Naturally, I felt conflicted. I also realized that my training as an actor and my training in meditation literally undid each other. Why? Because they were inherently opposite. One did all the work necessary to create identity (there are ways to make this intentional illusion very convincing to even your own mind), and the other emptied out those concepts. One makes you tight and emotionally reactive to every stimulus, the other makes the mind loose and open... gives patience. The two arts wire your mind in a different way.

Meisner and Method acting are quite extreme techniques (although this is the common way of acting in the US). There are other more representational styles of acting, such as what they have in Britain. Perhaps the Chekhov technique, although I've never tried. The Viewpoints is a fascinating technique based on tuning into abstract aspects such as "Sound" "Music" "Space" "Light" etc... The SITI company in NY was founded on this technique, and I think Viewpoints might be most suitable for Buddhists. Viewpoints was invented by a dancer.

The nature of Drama is conflict. (Whereas Dharma is exactly the opposite.) To play conflict on stage is to play conflict in yourself, which means to create conflict in yourself. Anything that enhances the emotions brings the person plummeting into confusion of samsara. It's interested to contemplate, as our culture is so entertainment-driven. What gives us pleasure to watch? What is it that churns our emotions? A Ch'an master I studied with in Taiwan would have his students watch movies as a practice. There were two ways to do this: 1) Watch the movie with complete equanimity, awareness. Don't get swept up in the "reality" of it. Once you get sucked in and forget that you are a person watching a movie, you believe into the illusion. Don't be fooled! 2) To choose a character in the film and identify with them and their circumstances as much as possible, to try and feel their emotions, etc... I believe this method is to tap into empathy and compassion on a relative level, to understand human illusion. It may also have to do with identifying completely with an Yidam. (It was a Ch'an and Vajrayana group.)

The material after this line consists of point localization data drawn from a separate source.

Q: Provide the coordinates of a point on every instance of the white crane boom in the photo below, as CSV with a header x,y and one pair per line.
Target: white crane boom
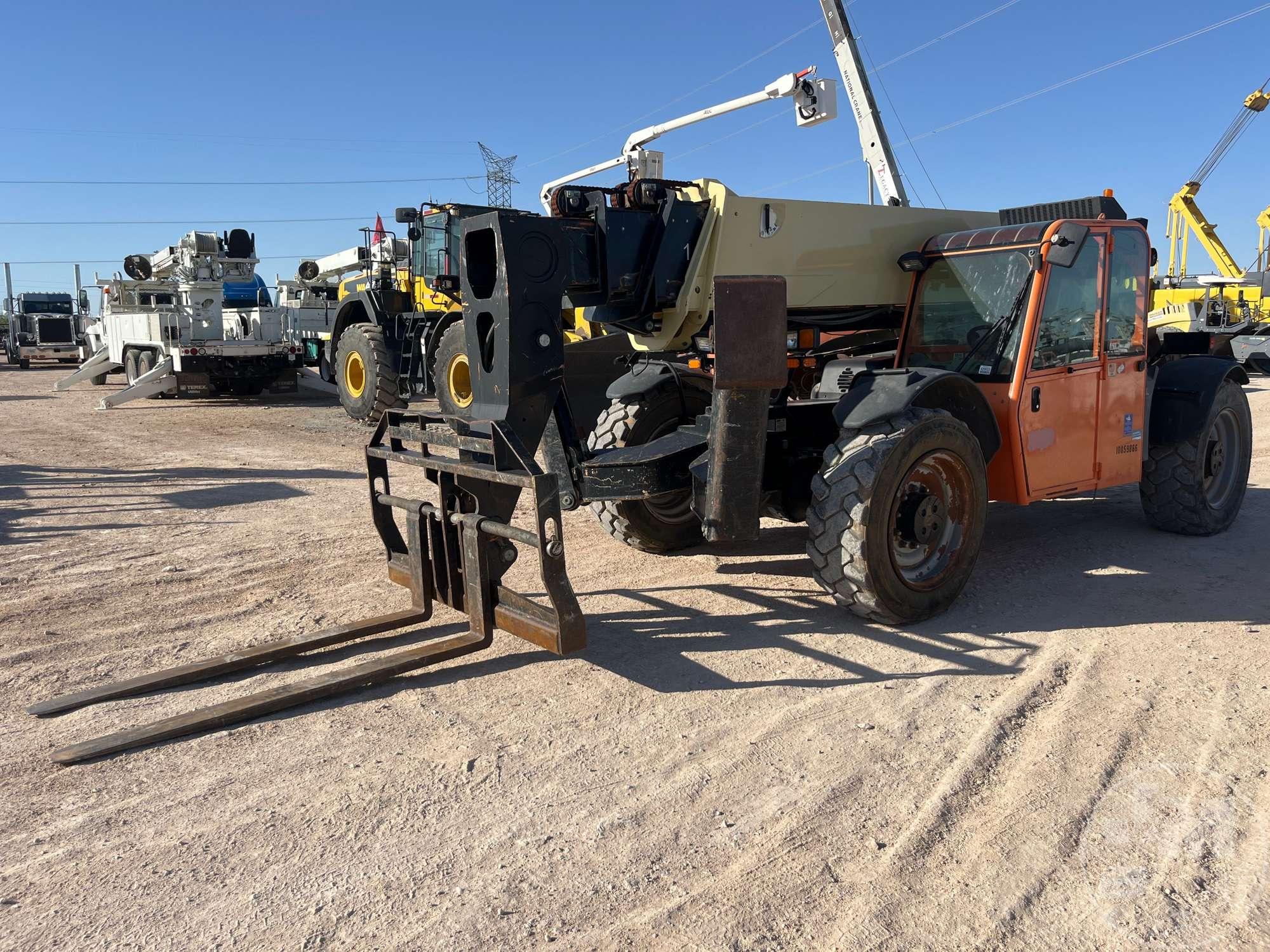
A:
x,y
873,135
815,102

My Meisner teacher told me that in all of his 25 years of teaching, he's never had a successful Buddhist student. Yogis, yes. But never Buddhists. This really shook me up. I decided to stop meditating for the sake of the art. And I got better. So much better. But I also started to become a terrible person (in mine own eyes), very judgemental and uptight.

It's all about the view. Are you projecting ego? Are you creating illusions? Or are you uncreating them? Acting can give you deep insight into what society calls "human nature." But this is what the Heart Sutra calls 顛倒夢想 lit. upside-down dreams... topsy-turvy views... lopsided and unbalanced projections. As an actor, you choose to live in a dream, with all it's dreamlike pleasures and sufferings. You actually get paid to perfect your illusions, to create them in such a way that brings out the raw "Truth" of human experience and display it before an audience. Acting is basically a drug. It's for thrill-seekers.

When you start talking about emotions and enjoyments as being poison for the mind, people usually say something like, "But what about Tantra? They use emotions AS the path." I would say, if you have a tantric guru who has given you very clear instructions on how to "use" emotions on the path, trust your guru. But without a guru, there is no vajrayana. Without a guru, the sutra path is the safest way to go. (Maybe the only way to go if you want to practice Dharma.) Then there's zen... But almost everybody misunderstands zen, so I wouldn't take "zen" as a reliable guide to skillfully "using" emotions on the path. Anyway, it's all about attachment and non-attachment. Good not to get distracted from this Truth, as it is the essence of all Buddhadharma.

A question to ask in life: Am I more attached or less attached? Has this caused me more emotional affliction or less? Is this an antidote for the mind's clinging, or does it only enhance the poison?